ただ開幕から3カ月が経過して6月になると、徐々に先発陣が序盤で崩れる展開が多くなり、いわゆるマシンガン継投に移っていく。結果的にはこの継投を軸としたゲーム戦略がその後も続き、ならば先発投手は球数を管理しながら、間隔を詰めて中5日で回す方がゲームを作っていく上では有効な手段になるという判断だった。
中5日と登板間隔を詰めたことで疲労が蓄積?
ただ、躓いた一つの原因は、中5日で回しだした当初に、先発陣に白星がつかなくなったことだった。9月22日の広島戦で戸郷が6月26日以来の9勝目を挙げるまでの9月の18試合で、先発白星は菅野の3勝だけ。特に2回り目となった9月7日から12日までの6連戦では、全試合で先発が3回までに失点して、3回までの失点数は17にまでなっている。
多く指摘されているのは、中5日と登板間隔を詰めたことで疲労が蓄積しているのではということだ。
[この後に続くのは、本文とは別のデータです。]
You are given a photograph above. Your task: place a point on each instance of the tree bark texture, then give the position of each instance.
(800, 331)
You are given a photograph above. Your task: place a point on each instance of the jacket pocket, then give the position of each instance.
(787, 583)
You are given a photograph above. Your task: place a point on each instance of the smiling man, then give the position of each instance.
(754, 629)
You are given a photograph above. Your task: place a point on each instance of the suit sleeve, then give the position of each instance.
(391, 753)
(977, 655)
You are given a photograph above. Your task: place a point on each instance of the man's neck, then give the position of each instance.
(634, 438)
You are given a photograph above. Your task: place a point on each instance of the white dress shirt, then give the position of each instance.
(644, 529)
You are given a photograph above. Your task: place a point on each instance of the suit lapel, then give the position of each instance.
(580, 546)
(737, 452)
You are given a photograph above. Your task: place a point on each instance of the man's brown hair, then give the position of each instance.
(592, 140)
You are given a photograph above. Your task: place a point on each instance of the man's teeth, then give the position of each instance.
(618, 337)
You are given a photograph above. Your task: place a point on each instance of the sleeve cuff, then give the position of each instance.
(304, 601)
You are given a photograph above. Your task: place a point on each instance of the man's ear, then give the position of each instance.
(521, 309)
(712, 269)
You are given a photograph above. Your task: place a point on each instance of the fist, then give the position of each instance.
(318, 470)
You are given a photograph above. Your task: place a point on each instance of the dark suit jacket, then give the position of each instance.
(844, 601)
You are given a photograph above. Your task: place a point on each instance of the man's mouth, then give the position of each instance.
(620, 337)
ただ、しっかりと球数は管理されて、中4日と中5日で先発する投手は、ほぼ100球に満たない球数でマウンドを降りて次回登板に備えている。
「慣れてしまえば登板間隔はさほど問題ではないと思います」
こう語っていたのは2014年に楽天からニューヨーク・ヤンキースに移籍した直後の田中将大投手(現楽天)だった。
メジャーでは中5日のローテーションに順応
田中だけではなく以前には広島からメジャー移籍した黒田博樹投手、また今季でいえばサンディエゴ・パドレスのダルビッシュ有投手にミネソタ・ツインズの前田健太投手、シアトル・マリナーズの菊池雄星投手らも日本では中6日で投げてきた投手だったが、メジャーに移籍してからは中5日、中4日のローテーションに順応してマウンドに上がっている。そして黒田もダルビッシュも前田もそれなりの成績を残している。